For a long time, gold standard advocates in the United States have had differing viewpoints about whether a new gold standard system might take place with existing institutions, such as the Federal Reserve, or whether it would take place with new institutions, and the Federal Reserve would in effect be disbanded or rendered irrelevant.
During the 1980s or 1990s, it seemed politically impossible to even consider a situation in which the existing monetary plumbing would be torn out and replaced with some “free banking system” or other such solution. The Fed, under Greenspan and Volcker, seemed to have a pretty good handle on things. The economy was doing well and people were enjoying a Great Bull Market in both stocks and bonds. This was not the time when you throw everything overboard for some goofy new idea.
Instead, the notion then was that the Fed was, in effect, mimicking a gold standard anyway. The end effect of Volcker and Greenspan’s management was that the value of the dollar was stable vs. gold around $350/oz. during those decades. The argument was that this goal could be achieved in a far better way by simply linking the dollar’s value to gold directly, as was the case with the $35/oz. Bretton Woods parity of the 1950s and 1960s.
As Alan Greenspan said during his last talk before the House Financial Affairs Committee in July 2005:
“And, indeed, since the late ’70s, central bankers generally have behaved as though we were on the gold standard.”
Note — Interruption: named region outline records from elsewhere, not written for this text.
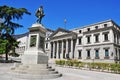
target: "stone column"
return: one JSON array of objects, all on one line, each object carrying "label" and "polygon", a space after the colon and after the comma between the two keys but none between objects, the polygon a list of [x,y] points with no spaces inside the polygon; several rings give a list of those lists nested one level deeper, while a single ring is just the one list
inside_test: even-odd
[{"label": "stone column", "polygon": [[50,58],[53,58],[53,46],[52,45],[53,45],[53,42],[50,43]]},{"label": "stone column", "polygon": [[53,42],[53,58],[55,56],[55,42]]},{"label": "stone column", "polygon": [[65,58],[66,58],[67,54],[68,54],[68,40],[66,40],[66,54],[65,54]]},{"label": "stone column", "polygon": [[58,59],[59,57],[59,41],[57,41],[57,53],[56,53],[56,58]]},{"label": "stone column", "polygon": [[61,42],[62,42],[62,45],[61,45],[62,48],[61,48],[61,55],[60,55],[61,57],[60,58],[63,59],[63,46],[64,46],[64,44],[63,44],[63,41],[61,41]]},{"label": "stone column", "polygon": [[73,40],[71,39],[71,53],[70,53],[70,58],[73,58]]}]

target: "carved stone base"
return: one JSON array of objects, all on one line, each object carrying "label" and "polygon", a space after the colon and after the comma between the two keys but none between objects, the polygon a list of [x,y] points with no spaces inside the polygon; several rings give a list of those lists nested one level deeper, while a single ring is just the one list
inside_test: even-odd
[{"label": "carved stone base", "polygon": [[42,51],[25,51],[22,56],[23,64],[48,64],[48,56]]}]

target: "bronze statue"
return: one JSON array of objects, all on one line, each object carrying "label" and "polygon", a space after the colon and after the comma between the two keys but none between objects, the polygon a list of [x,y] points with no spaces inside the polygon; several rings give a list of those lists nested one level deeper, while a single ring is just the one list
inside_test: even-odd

Ridiculous? In July 2005, the value of the dollar vs. gold averaged $424/oz. In August 1987, when Greenspan arrived at the Fed, it averaged $450/oz. Point-to-point, over the eighteen years of Greenspan’s tenure, the result was just as if the U.S. was on a gold standard system. The problem was all the volatility and uncertainty in between. We just wanted Greenspan and the Fed to “behave as though we were on a gold standard” a little more rigorously.
Also, the gold standard advocates of the 1980s and 1990s were a pretty kooky bunch, pounding the table for all kinds of “100% pure gold standard system” notions that were honestly rather laughable, and unusable in practice. What they called a “gold standard” did not resemble any actual gold standard system in use in the previous two centuries. Among a more sober and sophisticated crowd, these people got the attention they deserved, namely: zero.
Today, however, the situation is different. The Federal Reserve seems to be ambling along a well-trod path to rampant currency debauchment. Historically, the currency manager in these situations is indeed replaced, whether the Reichsbank of 1920s Germany (replaced by the Rentenbank) or the U.S. Federal government-issued Continental Dollar, replaced by a free banking system and, in fact, a new Federal government.
Also, gold standard advocates these days seem to have outgrown some of their more imaginative notions of past decades. I think more progress needs to be made here, but most proposals I see today are actually quite sensible at their core.
Let’s see what Alan Greenspan has been saying recently:
“We have at this particular stage a fiat money which is essentially money printed by a government and it’s usually a central bank which is authorized to do so. Some mechanism has got to be in place that restricts the amount of money which is produced, either a gold standard or a currency board, because unless you do that all of history suggest that inflation will take hold with very deleterious effects on economic activity… There are numbers of us, myself included, who strongly believe that we did very well in the 1870 to 1914 period with an international gold standard.”
In the same January 2011 interview, Greenspan apparently wondered out loud if we even require a central bank!
When Alan Greenspan starts to talk about “End the Fed,” things are changing.
Even those who thought that keeping the Fed was the politically most appropriate path would have probably concurred that a more ideal solution would be to replace it. Any country has potential problems with a monopoly currency issuer, and the Fed was a highly suspect institution from its inception in 1913.
Edward Griffin’s The Creature from Jekyll Island is an excellent account of how the Fed came into being. The fact that this 1994 book is, today, the #2 bestselling book in Amazon.com‘s Banks and Banking category, the #2 bestselling book in the Economic Policy and Development category, and the #4 bestselling book in the Economic Policy category, shows why crowds start chanting “End the Fed” wherever Ron Paul turns up, with no prompting from him.
In recent years, any attentive watcher has noticed that the Fed has been working rather closely with certain “Too Big to Fail” banks, in ways that are not necessarily in the public’s best interest. The fact that the Fed is likely heavily influenced by a certain well-known European banking family — a criticism that president Andrew Jackson applied to its predecessor the Second Bank of the United States, just before he killed it — is all the more reason to eliminate its influence in U.S. affairs.
As a member of the “keep the Fed” camp in prior years, it seems to me now that we will most likely come to that point, in not too many years, where replacing the Fed will be the best and even the easiest path.
We are not there yet. First, the Federal Reserve, and similar institutions worldwide, will have to make enough egregious mistakes that the public’s desire to expel them becomes unstoppable. This would be unpleasant, but as even mainstream Wall Street types conclude that the Fed is probably “locked in” to continuing debt monetization for the forseeable future, that now seems like a more and more probable outcome.